Антонина впервые пыталась представить себе папин страх. Страх расстрела. Страх разоблачения. Страх собственного страха посмертного воздаяния. Внезапно осенила догадка, зачем папа перешел в православие. Раньше она считала, что ради мамы, но скорее тут был страх своего, лютеранского пастора, который, возможно, пожелает принять исповедь на немецком, и тогда пришлось бы исповедоваться в такой близости со смыслом выговариваемого, какую не замутит автоперевод. Этот страх ей было представить труднее всего, насколько она знала папу, впрочем, «насколько» теперь не утверждало, а спрашивало, и ее колола навязчивая мысль о том, что все звучащие внутри слова, включая «папа», стали неузнаваемы. Ей казалось, что она висит в пустоте; где-то рядом торчали уступы сильных чувств и эмоций, где-то вокруг вилась боль, Антонина ощущала их досягаемость, но что-то мешало потянуться и схватиться, например за обиду или безадресный гнев – безадресные обиду и гнев. А возможно, обиду и гнев на папу; это было бы что-то новое и потому более надежное.

– …боялся, что, если расскажет тебе, ты станешь его оправдывать.

Антонина по-прежнему держала перед собой фотографии, уже не видя их и только чувствуя, как свело кисть. Она прикидывала, обернутся ли вспять несколько часов, прошедших после того, как она опорожнила почтовый ящик, если вложить письмо и карточки обратно в конверт и все вместе сжечь.

– Я не буду отвечать. – Она сунула матери ворохом фотографии, письмо, конверт, словно спасая их от себя. – Я не буду отвечать.

Антонину разбудил горящий ночник, мать сидела в ногах ее кровати.

– Напиши ему. Он должен знать, что его отец не погиб.

– Что сдался в плен?

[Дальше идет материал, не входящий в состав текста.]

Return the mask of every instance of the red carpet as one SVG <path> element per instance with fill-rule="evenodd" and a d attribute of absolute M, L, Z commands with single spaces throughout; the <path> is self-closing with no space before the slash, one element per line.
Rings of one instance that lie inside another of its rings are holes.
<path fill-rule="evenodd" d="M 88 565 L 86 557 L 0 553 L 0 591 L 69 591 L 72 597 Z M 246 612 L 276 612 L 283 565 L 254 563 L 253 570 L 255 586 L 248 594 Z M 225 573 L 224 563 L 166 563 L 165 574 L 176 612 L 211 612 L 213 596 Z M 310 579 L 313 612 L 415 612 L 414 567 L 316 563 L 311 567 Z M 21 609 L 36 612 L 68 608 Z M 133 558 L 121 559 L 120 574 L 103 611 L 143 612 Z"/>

Что завел новую семью в Советском Союзе? Вырастил другого ребенка? Думаешь, его все это обрадует?

– Но он ждет от тебя ответа. Иначе бы не писал. А уж радоваться или нет, он сам решит.

Этот простейший довод, довод обмена – один обращается, за разъяснением ли, помощью или услугой, а другой отзывается в меру возможного, – не ожидаемый от матери, подействовал как верный пароль.

– Хорошо. Ты права: не ответить невежливо. Я напишу ему завтра…

Мать поднялась было, но как-то тяжело или рассеянно, словно вынужденно удовлетворившись чем-то половинным.

– Мама… а что ты чувствовала, когда папа все это тебе рассказывал? Ведь получается, все эти годы его жена была жива… И, видимо, до сих пор… Мне – не папе – но мне ты можешь признаться, что тебе больно.

– Больно? – Глаза матери округлились, и ее голос стал моложе и мелодичней из-за впитавшейся в него, почти минуя губы, улыбки – рефлекторной улыбки смятения перед нелепостью. – Человек не умер, а жив – как мне может быть от этого больно?

– Ты говоришь сейчас искренне? Прости, мам, но иногда мне кажется…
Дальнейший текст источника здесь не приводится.